# Jeannie Longo



## peter.hardie (May 31, 2006)

Ms. Longo has won the French national TT title at the age of 51. This is her 57th national title and she's been winning them since 1979! I don't know how much competition she's got but still, winning any competitive event at 51 is incredible. Huge respect.

Link to Velonews <a href="http://velonews.competitor.com/2010/06/news/longo-wins-french-national-time-trial_122899">article</a> .


----------



## hawker12 (Oct 19, 2003)

What can you say....she's a monster. I just wonder if she has much of a life off the bike?


----------



## jorgy (Oct 21, 2005)

hawker12 said:


> I just wonder if she has much of a life off the bike?


IIRC she's coached by her husband.
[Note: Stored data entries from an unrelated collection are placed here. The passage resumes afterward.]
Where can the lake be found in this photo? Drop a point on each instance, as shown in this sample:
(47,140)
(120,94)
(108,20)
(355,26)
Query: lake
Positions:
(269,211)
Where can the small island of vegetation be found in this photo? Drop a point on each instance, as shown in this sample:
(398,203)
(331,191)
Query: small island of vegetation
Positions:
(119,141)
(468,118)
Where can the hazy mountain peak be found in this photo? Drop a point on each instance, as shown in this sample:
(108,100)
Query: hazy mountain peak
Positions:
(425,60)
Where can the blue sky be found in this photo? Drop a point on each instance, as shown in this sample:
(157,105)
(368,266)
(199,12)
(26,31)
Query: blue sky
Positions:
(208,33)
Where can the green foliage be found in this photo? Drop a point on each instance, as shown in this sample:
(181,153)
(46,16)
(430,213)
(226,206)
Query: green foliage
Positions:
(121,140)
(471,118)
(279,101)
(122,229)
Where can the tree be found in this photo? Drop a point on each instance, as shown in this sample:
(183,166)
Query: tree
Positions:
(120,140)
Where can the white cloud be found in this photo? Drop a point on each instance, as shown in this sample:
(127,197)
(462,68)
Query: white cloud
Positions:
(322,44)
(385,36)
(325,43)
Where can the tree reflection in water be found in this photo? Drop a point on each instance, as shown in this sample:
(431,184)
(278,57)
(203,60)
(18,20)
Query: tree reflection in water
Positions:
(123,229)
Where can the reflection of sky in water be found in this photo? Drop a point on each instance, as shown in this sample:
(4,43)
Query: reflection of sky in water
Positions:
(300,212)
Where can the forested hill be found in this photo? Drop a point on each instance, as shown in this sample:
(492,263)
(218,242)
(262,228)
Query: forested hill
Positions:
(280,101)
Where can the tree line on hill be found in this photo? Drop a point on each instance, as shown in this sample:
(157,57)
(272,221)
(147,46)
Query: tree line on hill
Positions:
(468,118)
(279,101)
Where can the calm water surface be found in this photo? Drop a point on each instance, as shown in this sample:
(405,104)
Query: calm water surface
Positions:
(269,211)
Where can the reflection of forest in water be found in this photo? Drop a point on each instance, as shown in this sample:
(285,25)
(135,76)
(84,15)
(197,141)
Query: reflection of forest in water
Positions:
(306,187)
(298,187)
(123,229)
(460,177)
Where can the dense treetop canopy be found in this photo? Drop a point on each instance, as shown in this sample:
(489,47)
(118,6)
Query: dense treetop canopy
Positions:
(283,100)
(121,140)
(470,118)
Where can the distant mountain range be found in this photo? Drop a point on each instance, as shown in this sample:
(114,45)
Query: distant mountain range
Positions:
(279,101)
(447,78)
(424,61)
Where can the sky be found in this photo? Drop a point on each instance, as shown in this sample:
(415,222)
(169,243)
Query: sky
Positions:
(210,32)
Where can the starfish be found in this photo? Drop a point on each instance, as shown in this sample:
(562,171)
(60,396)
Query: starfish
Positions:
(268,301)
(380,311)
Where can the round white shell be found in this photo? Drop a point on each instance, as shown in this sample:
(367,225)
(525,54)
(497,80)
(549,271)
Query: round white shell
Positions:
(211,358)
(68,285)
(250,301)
Cycling _is_ her life.


----------



## slamy (Mar 15, 2004)

I remember watching her win the womens TDF in the 1980's when they had it. She has to be one of the greatest athletes of all time.


----------



## stevesbike (Jun 3, 2002)

In the 80s I was in a cat 1-2 men's race in Colorado against a racer who registered as "Jean Longo". It was her - and she ended up on the podium.


----------



## philippec (Jun 16, 2002)

*A-fricking-mazing!!!!*

She is a legend!! Total respect!!!


----------



## harlond (May 30, 2005)

jorgy said:


> IIRC she's coached by her husband. Cycling _is_ her life.


I think they're separated now, and he coaches somebody else.


----------



## Creakyknees (Sep 21, 2003)

Tour of Texas, at Dallas, '84. 

Rebecca Twigg tightening her toe straps. Jeannie Longo is a bit blurry.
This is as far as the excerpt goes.